More about HKUST
Entity Resolution for Hidden Web Data
PhD Thesis Proposal Defence
Title: "Entity Resolution for Hidden Web Data"
by
Miss Xiaoheng Xie
ABSTRACT:
Entity resolution (ER) identifies and merges records judged to represent the
same real-world entity. With the development of the Internet, ER for hidden Web
data has become increasingly important in many real-world applications such as
online search engines, web data integration and so on. Hidden Web data often
originates from different data sources that usually have different schemas. As
a consequence, there is no one most efficient way to compare and merge records
from different schemas and thus the existing techniques proposed by putting all
records together under a unified schema are often not suitable.
In this thesis, we investigate ER methods for hidden Web data using a
multi-schema approach. That is, we keep the data under the original schemas
instead of placing them under a unified schema.

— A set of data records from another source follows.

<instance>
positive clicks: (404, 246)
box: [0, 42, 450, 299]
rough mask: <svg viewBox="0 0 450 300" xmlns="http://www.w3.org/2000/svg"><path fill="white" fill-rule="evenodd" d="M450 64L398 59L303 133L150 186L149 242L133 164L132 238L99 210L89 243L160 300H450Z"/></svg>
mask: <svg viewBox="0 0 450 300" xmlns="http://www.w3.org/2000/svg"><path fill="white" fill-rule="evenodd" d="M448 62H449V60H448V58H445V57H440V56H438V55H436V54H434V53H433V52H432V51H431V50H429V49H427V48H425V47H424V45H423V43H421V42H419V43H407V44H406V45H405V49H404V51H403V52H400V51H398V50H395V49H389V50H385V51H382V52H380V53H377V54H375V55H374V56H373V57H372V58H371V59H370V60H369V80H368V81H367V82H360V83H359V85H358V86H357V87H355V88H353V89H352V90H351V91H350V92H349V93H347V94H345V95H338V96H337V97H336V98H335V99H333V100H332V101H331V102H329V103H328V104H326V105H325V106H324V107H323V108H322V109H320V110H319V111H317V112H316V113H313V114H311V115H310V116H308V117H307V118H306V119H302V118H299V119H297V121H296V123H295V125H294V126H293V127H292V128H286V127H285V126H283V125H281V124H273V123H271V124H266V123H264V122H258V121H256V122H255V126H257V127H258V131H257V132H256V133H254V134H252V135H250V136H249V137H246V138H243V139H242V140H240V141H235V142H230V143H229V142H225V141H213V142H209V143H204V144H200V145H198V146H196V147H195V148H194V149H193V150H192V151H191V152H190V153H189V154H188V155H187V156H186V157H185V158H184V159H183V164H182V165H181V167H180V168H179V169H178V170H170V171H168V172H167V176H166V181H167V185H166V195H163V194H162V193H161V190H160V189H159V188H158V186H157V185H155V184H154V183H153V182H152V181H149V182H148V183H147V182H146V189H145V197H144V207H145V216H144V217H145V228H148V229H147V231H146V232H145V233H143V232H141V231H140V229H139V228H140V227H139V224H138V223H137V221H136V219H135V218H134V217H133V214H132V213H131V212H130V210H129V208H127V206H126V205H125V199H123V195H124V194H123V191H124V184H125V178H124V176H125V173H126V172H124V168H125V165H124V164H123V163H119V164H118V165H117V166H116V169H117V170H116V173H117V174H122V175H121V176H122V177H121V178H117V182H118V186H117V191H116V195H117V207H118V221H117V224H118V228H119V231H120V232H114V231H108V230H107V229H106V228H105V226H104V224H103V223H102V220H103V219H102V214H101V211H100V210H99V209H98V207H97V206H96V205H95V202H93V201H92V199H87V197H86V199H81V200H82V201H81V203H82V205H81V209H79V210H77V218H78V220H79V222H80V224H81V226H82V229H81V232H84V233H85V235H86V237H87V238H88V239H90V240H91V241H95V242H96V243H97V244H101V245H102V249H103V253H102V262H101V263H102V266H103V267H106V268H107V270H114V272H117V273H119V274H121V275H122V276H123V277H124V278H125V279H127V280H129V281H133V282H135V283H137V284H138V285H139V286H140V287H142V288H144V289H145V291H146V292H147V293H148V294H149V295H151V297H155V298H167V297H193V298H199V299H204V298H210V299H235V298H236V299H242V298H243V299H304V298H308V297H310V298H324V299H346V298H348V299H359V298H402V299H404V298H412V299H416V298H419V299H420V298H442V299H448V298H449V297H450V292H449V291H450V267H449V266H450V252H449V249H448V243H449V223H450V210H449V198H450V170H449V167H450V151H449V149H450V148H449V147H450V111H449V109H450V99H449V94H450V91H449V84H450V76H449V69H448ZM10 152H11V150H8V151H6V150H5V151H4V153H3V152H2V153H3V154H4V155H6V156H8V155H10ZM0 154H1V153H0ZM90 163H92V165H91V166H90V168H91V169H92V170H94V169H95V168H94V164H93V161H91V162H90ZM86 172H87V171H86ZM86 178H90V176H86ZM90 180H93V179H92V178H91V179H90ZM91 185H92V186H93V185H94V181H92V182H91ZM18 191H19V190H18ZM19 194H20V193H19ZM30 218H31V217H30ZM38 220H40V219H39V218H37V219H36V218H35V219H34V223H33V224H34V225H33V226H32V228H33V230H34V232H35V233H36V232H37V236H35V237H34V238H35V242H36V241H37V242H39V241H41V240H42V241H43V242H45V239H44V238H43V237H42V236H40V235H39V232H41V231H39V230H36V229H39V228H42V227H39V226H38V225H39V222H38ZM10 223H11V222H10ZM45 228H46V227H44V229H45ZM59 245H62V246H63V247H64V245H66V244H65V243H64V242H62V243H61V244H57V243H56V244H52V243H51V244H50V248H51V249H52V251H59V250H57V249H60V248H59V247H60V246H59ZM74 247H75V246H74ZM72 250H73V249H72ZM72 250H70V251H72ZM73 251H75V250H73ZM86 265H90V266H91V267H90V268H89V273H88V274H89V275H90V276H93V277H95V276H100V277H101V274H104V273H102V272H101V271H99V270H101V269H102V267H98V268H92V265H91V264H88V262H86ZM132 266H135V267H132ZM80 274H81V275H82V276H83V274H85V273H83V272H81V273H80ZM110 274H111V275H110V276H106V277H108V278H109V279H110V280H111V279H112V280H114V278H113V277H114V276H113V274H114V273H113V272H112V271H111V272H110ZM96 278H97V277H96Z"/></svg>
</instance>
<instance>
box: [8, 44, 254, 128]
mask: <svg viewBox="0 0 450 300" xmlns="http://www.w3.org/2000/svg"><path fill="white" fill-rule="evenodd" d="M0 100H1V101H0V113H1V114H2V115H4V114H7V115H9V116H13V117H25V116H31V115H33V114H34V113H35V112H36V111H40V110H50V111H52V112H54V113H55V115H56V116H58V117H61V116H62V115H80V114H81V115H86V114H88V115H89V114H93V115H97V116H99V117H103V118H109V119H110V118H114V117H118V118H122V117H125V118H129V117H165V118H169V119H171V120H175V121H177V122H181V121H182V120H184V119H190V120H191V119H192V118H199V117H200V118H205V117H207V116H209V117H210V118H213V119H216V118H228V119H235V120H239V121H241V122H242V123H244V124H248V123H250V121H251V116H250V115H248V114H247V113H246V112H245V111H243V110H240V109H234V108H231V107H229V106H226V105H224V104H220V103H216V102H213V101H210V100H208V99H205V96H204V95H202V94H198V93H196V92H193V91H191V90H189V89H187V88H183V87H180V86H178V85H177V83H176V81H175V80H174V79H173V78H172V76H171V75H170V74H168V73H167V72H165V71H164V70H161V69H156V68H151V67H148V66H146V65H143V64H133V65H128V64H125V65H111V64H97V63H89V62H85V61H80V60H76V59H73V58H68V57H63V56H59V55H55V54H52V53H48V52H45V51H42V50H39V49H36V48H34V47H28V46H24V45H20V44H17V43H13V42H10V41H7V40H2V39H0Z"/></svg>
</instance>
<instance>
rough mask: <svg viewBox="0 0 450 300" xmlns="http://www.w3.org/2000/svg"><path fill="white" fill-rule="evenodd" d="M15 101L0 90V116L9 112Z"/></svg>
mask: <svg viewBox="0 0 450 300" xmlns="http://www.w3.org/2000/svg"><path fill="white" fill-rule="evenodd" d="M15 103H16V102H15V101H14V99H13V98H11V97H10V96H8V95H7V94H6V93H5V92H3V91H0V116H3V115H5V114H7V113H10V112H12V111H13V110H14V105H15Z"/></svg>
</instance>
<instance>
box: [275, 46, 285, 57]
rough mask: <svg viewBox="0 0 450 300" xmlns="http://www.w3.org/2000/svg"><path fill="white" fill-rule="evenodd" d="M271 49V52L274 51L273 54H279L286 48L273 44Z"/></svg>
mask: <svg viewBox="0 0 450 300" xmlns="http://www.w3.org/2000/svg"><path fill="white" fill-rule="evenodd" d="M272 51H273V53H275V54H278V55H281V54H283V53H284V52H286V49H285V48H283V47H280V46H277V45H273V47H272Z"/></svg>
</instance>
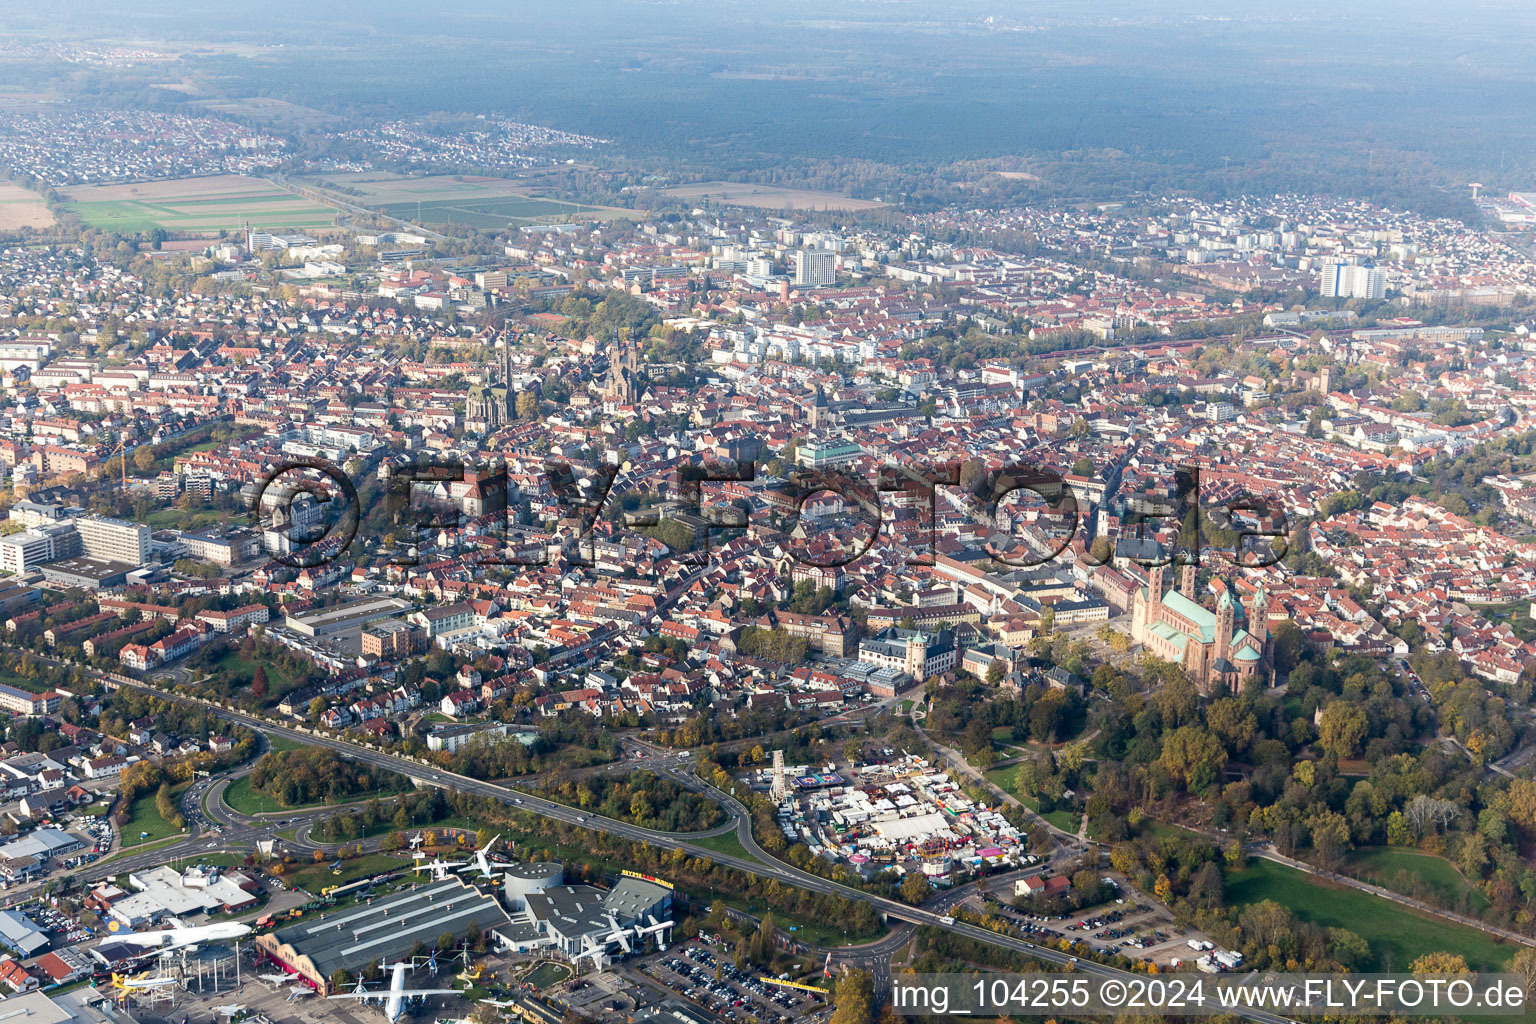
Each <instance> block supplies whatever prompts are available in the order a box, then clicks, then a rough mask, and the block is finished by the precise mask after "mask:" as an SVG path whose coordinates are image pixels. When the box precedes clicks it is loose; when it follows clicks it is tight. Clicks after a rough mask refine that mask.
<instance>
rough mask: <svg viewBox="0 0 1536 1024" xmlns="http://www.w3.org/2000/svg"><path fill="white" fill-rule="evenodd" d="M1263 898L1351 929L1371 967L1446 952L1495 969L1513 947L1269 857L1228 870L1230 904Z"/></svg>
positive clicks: (1384, 965) (1227, 874)
mask: <svg viewBox="0 0 1536 1024" xmlns="http://www.w3.org/2000/svg"><path fill="white" fill-rule="evenodd" d="M1263 900H1273V901H1275V903H1279V904H1283V906H1287V907H1290V910H1292V912H1295V915H1296V917H1299V918H1301V920H1304V921H1312V923H1313V924H1321V926H1324V927H1342V929H1349V930H1350V932H1355V933H1356V935H1359V936H1361V938H1362V940H1366V944H1367V946H1370V950H1372V953H1375V956H1376V963H1375V964H1373V966H1372V970H1381V972H1393V970H1407V969H1409V964H1410V963H1413V961H1415V960H1416V958H1418V956H1422V955H1424V953H1433V952H1439V950H1444V952H1448V953H1459V955H1462V956H1465V958H1467V963H1468V964H1471V967H1473V970H1485V972H1496V970H1502V967H1504V964H1505V963H1507V961H1508V960H1510V956H1513V955H1514V950H1516V947H1514V946H1513V944H1508V943H1496V941H1493V940H1491V938H1488V936H1487V935H1484V933H1481V932H1478V930H1475V929H1470V927H1464V926H1461V924H1453V923H1450V921H1444V920H1441V918H1436V917H1430V915H1425V913H1418V912H1415V910H1410V909H1409V907H1404V906H1399V904H1396V903H1392V901H1390V900H1382V898H1379V897H1373V895H1370V894H1369V892H1359V890H1358V889H1347V887H1342V886H1330V884H1324V883H1321V881H1318V880H1316V878H1313V877H1310V875H1307V874H1304V872H1299V870H1296V869H1293V867H1286V866H1284V864H1276V863H1273V861H1267V860H1258V858H1255V860H1250V861H1249V866H1247V867H1244V869H1243V870H1229V872H1227V903H1229V904H1232V906H1246V904H1250V903H1260V901H1263Z"/></svg>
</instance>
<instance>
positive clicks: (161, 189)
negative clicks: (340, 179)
mask: <svg viewBox="0 0 1536 1024" xmlns="http://www.w3.org/2000/svg"><path fill="white" fill-rule="evenodd" d="M63 198H65V209H66V210H69V212H71V213H74V215H75V216H78V218H80V220H81V221H84V223H86V224H88V226H91V227H97V229H103V230H114V232H121V233H126V235H132V233H138V232H147V230H154V229H155V227H163V229H164V230H167V232H187V233H197V235H215V233H218V230H220V229H229V230H244V227H246V224H247V223H249V224H250V227H253V229H257V230H312V229H321V227H332V226H333V224H335V223H336V212H335V210H333V209H330V207H327V206H321V204H319V203H315V201H313V200H306V198H303V197H298V195H293V193H292V192H284V190H283V189H280V187H276V186H275V184H272V183H269V181H263V180H260V178H246V177H241V175H212V177H207V178H172V180H169V181H138V183H124V184H92V186H78V187H72V189H66V190H65V192H63Z"/></svg>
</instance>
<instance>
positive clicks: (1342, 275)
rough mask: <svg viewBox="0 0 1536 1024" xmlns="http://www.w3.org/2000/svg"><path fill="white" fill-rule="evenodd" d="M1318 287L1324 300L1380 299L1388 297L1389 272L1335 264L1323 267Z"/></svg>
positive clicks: (1336, 263) (1345, 264)
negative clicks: (1343, 299) (1320, 290)
mask: <svg viewBox="0 0 1536 1024" xmlns="http://www.w3.org/2000/svg"><path fill="white" fill-rule="evenodd" d="M1318 287H1319V290H1321V292H1322V296H1324V298H1339V299H1379V298H1385V295H1387V272H1385V270H1378V269H1376V267H1356V266H1352V264H1347V263H1335V264H1329V266H1327V267H1322V275H1321V281H1319V282H1318Z"/></svg>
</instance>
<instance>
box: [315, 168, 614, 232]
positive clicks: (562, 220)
mask: <svg viewBox="0 0 1536 1024" xmlns="http://www.w3.org/2000/svg"><path fill="white" fill-rule="evenodd" d="M321 184H323V186H329V187H332V189H335V192H336V193H338V198H344V200H347V201H352V203H358V204H361V206H367V207H372V209H376V210H382V212H384V213H387V215H389V216H398V218H401V220H404V221H410V223H413V224H468V226H470V227H481V229H487V230H498V229H505V227H519V226H522V224H539V223H545V221H593V220H599V221H607V220H616V218H622V216H642V213H641V212H637V210H625V209H621V207H614V206H591V204H584V203H570V201H567V200H553V198H548V197H536V195H527V192H525V190H524V189H522V186H519V183H518V181H513V180H508V178H487V177H479V175H421V177H410V175H396V173H387V172H362V173H341V175H329V177H326V178H324V181H323V183H321Z"/></svg>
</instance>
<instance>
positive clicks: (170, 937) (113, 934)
mask: <svg viewBox="0 0 1536 1024" xmlns="http://www.w3.org/2000/svg"><path fill="white" fill-rule="evenodd" d="M246 935H250V926H249V924H237V923H235V921H220V923H218V924H204V926H201V927H172V929H164V930H161V932H114V933H112V935H111V936H109V940H115V941H118V943H127V944H129V946H143V947H144V949H180V947H183V946H195V944H197V943H218V941H224V940H230V938H243V936H246Z"/></svg>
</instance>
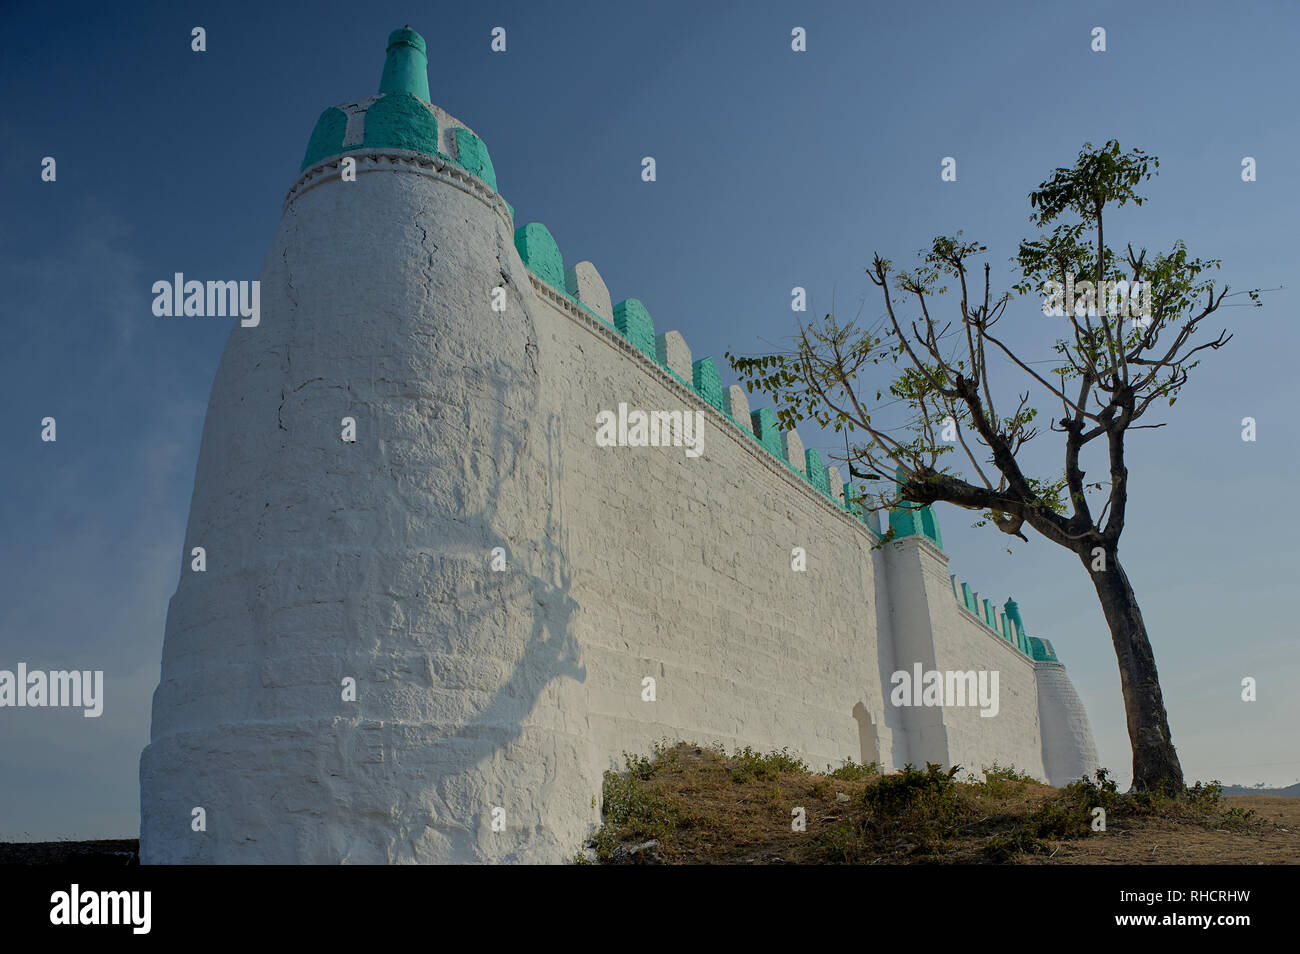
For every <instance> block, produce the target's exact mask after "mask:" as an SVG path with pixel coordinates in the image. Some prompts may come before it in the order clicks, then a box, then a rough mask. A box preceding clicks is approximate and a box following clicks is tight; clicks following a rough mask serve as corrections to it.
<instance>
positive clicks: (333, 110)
mask: <svg viewBox="0 0 1300 954" xmlns="http://www.w3.org/2000/svg"><path fill="white" fill-rule="evenodd" d="M346 133H347V113H344V112H343V110H342V109H339V108H338V107H330V108H329V109H326V110H325V112H324V113H321V117H320V118H318V120H317V121H316V129H313V130H312V138H311V139H308V140H307V153H305V155H304V156H303V164H302V166H299V169H298V172H304V170H305V169H307V166H309V165H316V164H317V162H320V161H321V160H322V159H329V157H330V156H337V155H338V153H341V152H342V151H343V135H344V134H346Z"/></svg>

First, we propose two
techniques for improving the performance of the multi-schema ER method
validity-ensured and order-sensitive (VEOS). By focusing on the existing
duplicates in the same schema, an expanding window is applied to VEOS to
enhance the recall performance. To reduce the number of record pair
comparisons, we separate the records in large data sets into several blocks, so
that only records in the blocks with the same key values need to be compared.
Then we propose an efficient ER method for on-line query data integration by
self-training the schema fields (attributes) so as to set appropriate weights.
We demonstrate through extensive experiments using real online data sets from
different domains and some reasonable synthetic data sets, the scalability of
the ER algorithms, the efficiency of the advanced VEOS approaches and the
effectiveness of our proposed ER method for online querying.
Date: Thursday, 19 April 2012
Time: 2:00pm - 4:00pm
Venue: Room 3408
lifts 17/18
Committee Members: Prof. Frederick Lochovsky (Supervisor)
Prof. Dik-Lun Lee (Chairperson)
Dr. Lei Chen
Dr. Raymond Wong
**** ALL are Welcome ****